Lonny Harrison, Director of Theatre at Saint James School and Emily Thomas, Photography Instructor at Booker T. Washington Magnet High School in Montgomery offered their best advice for students interested in art scholarships. 

Lonny Harrison, Director of Theatre at Saint James School and Emily Thomas, Photography Instructor at Booker T. Washington Magnet High School in Montgomery offered their best advice for students interested in art scholarships. 

Q: Do students have to be an active member in an art organization to land an art scholarship? 

Emily: Although many colleges and universities do not require you to be an active member of an Arts organization, it won’t hurt. It can improve your resume and actually increase scholarship opportunities. For example, the National Art Honor Society offers scholarship funds for seniors who are active members in their school’s chapter. 

 Q: When is the best time to start preparing your portfolio for an arts scholarship? What’s the best way to prepare? 

Emily: Most portfolio-based scholarship deadlines range from December to February, so start the college admission process early. Students should search the Fine Arts or Liberal Arts department websites for the schools they’re interested in to see what scholarships are available. They should also plan to attend National Portfolio Day (NPD) (www.portfolioday.net) to meet college reps and get feedback on their portfolios and learn about schools and scholarships. 

 “I tell my students to ‘educate your eyes’…Go to museums and galleries to find artists and artwork that inspires you. Consume and produce as much art as you can.” — Emily Thomas, Photography Instructor at Booker T.  Washington Magnet High School 

 Q: Can gifted students with C+ grades and average standardized test scores land art scholarships too? 

Lonny: Grades and test scores DO play a significant factor for many college departmental scholarships. However, there are many scholarships available through local, state and national competitions and searches that are simply based on your talent alone. Talented students can most definitely find and receive scholarships without stellar grades. 

 “Don’t wait til the last minute to get your house in order. PRACTICE, PRACTICE, PRACTICE your craft.” — Lonny Harrison, Director of Theatre at Saint James School 

Q: What advice would you give to students to ensure that they’re on track to land an arts scholarship in the future? 

Lonny: Keep diverse styles in your repertoire.

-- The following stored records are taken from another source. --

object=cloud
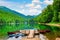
[44,0,53,5]
[0,0,53,15]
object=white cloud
[44,0,53,5]
[0,0,53,15]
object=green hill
[34,0,60,23]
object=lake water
[0,22,60,40]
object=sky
[0,0,53,16]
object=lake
[0,22,60,40]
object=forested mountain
[34,0,60,23]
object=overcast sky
[0,0,53,15]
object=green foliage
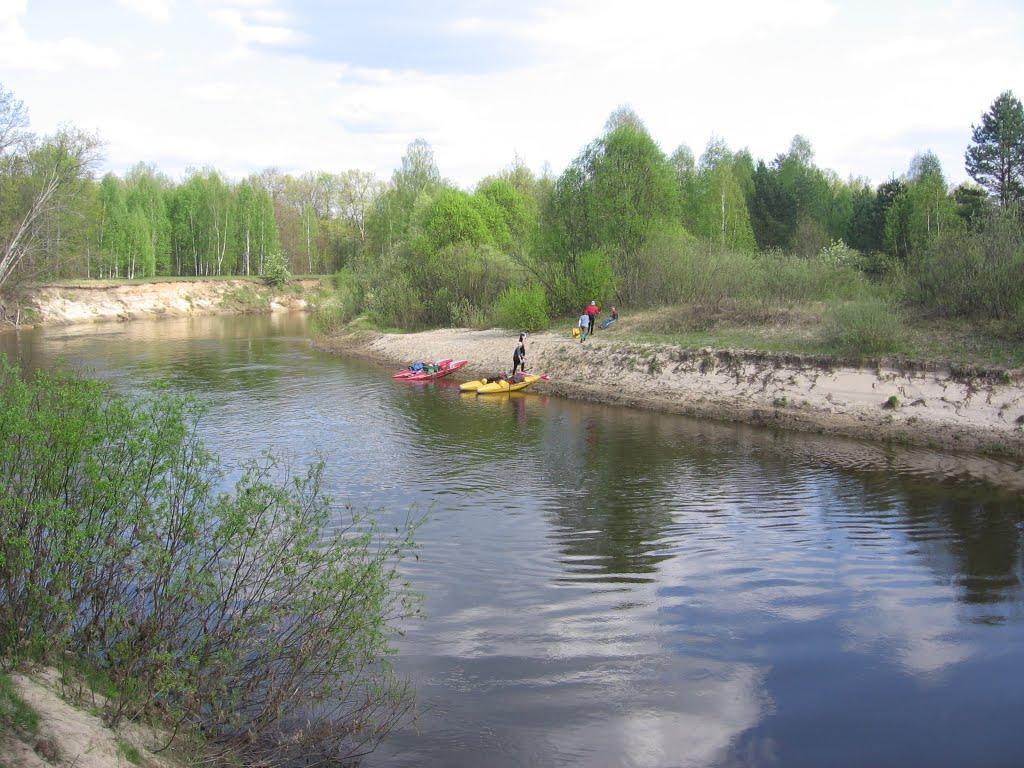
[540,116,679,294]
[965,91,1024,206]
[263,253,292,288]
[220,284,267,312]
[0,365,416,765]
[0,673,39,738]
[495,285,549,331]
[822,299,905,358]
[687,139,757,251]
[474,178,538,248]
[313,267,364,334]
[615,223,701,306]
[906,201,1024,321]
[417,188,495,254]
[570,250,615,311]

Listen to criticism and use it as a tool to excel. Never consider criticism to be a list of things you did wrong, but rather a vehicle to help you improve and hone your craft. 

Ultimately, some of the best resources to land art scholarships are right nearby. Ask fellow art students, teachers, guidance counselors and schools you’re interested in attending about upcoming institutional, organizational or art scholarship competitions.